To Thomas Jefferson from Samuel Miller, 11 August 1800
From Samuel Miller
New York August 11 1800.
Sir,
I recieved, more than two months ago, the copy of the “Appendix to the Notes on Virginia,” which you were so good as to send me. For this instance of attention, I beg you to accept my thanks. The perusal of this pamphlet has given me more than ordinary satisfaction. I was gratified to find the authenticity of so celebrated a morsel of savage eloquence, so fully established; & not less to see an opponent who had manifested so much insolence and brutality in his mode of warfare, completely vanquished. By this manner of treating the subject, you have given much pleasure & exultation to your friends in this part of the United States.—
I am not certain whether you have had an opportunity to see any copies of a periodical work, published in this city, under the title of the “Monthly Magazine & American Review.” The principal conductor is a friend of mine, a young Gentleman of considerable talents & learning, some of whose productions, of the novel kind, I believe you have seen. How far you may consider this work as worthy of your attention & countenance, I am unable to decide. To me it seems the most respectable thing of the kind, which, within the compass of my memory, has been set on foot in this country. It is to be lamented that the small degree of taste for literature existing in this new world, and the scattered state of our population, render the support of American periodical works, so difficult, & for the most part so short-lived.—
I have the honor to be, Sir, with much respect, Your humble servant,
Saml: Miller.
RC (DLC); endorsed by TJ as received 21 August and so recorded in SJL.

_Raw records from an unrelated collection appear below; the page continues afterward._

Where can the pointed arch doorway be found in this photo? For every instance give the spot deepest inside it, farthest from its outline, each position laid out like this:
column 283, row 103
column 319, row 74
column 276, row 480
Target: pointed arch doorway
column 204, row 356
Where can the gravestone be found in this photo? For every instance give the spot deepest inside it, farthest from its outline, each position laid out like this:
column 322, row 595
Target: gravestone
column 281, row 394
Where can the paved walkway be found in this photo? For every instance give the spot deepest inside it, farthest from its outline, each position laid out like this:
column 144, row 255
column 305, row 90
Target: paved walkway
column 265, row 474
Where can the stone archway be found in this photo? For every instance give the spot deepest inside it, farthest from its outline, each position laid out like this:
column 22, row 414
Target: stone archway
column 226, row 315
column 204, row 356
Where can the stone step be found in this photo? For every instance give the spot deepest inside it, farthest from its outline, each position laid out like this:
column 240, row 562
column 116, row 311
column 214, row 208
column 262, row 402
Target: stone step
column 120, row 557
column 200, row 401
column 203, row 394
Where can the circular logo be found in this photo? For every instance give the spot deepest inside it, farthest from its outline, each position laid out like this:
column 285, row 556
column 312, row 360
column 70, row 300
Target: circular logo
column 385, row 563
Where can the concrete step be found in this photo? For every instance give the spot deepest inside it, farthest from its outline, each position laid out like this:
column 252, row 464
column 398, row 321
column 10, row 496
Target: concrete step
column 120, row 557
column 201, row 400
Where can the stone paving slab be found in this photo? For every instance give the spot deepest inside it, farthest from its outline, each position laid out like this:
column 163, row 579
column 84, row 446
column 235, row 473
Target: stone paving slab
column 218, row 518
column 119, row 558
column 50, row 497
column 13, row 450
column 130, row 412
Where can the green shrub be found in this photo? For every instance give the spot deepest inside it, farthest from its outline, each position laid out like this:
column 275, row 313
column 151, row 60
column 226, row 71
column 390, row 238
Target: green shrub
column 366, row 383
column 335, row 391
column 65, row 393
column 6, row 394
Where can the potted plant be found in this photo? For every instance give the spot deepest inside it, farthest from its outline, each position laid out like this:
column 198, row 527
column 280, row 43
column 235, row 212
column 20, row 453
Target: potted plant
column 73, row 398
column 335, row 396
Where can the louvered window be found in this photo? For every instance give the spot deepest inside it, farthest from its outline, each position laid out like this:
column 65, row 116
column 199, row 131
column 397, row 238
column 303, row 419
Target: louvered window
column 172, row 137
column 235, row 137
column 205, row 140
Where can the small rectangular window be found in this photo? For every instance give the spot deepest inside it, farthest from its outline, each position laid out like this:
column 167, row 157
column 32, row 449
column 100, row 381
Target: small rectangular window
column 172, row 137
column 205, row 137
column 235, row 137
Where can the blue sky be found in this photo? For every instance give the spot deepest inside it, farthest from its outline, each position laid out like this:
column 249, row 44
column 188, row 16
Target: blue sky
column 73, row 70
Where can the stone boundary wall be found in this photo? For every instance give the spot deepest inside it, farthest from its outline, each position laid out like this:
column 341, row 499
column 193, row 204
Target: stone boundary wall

Charles Brockden Brown was the young gentleman of considerable talents and learning whom Samuel Miller brought to TJ’s attention. Brown boarded with Samuel Miller and his brother Edward, a physician in New York. The Millers and Brown also belonged to the Friendly Club, a literary society that prided itself on “unshackled intellectual intercourse” and that sponsored the founding of the Monthly Magazine and American Review, Brown’s first magazine venture. The final issue of the magazine appeared in December 1800 although its popular review section continued under a different title. Samuel Miller praised the magazine to many of his contemporaries including Jedidiah Morse to whom he recommended the journal as “useful to the United States” and its editor as “a gentleman of undoubted learning and taste” (Walter H. Eitner, “Samuel Miller’s Nation ‘Lately Become Literary’: The Brief Retrospect in Brockden Brown’s Monthly Magazine,” Early American Literature 13 [1978], 213–16; Bryan Elliott Waterman, “The Friendly Club of New York City: Industries of Knowledge in the Early Republic” [Ph.D. diss., Boston University, 2000]; 9, 11, 16; Vol. 31:276n).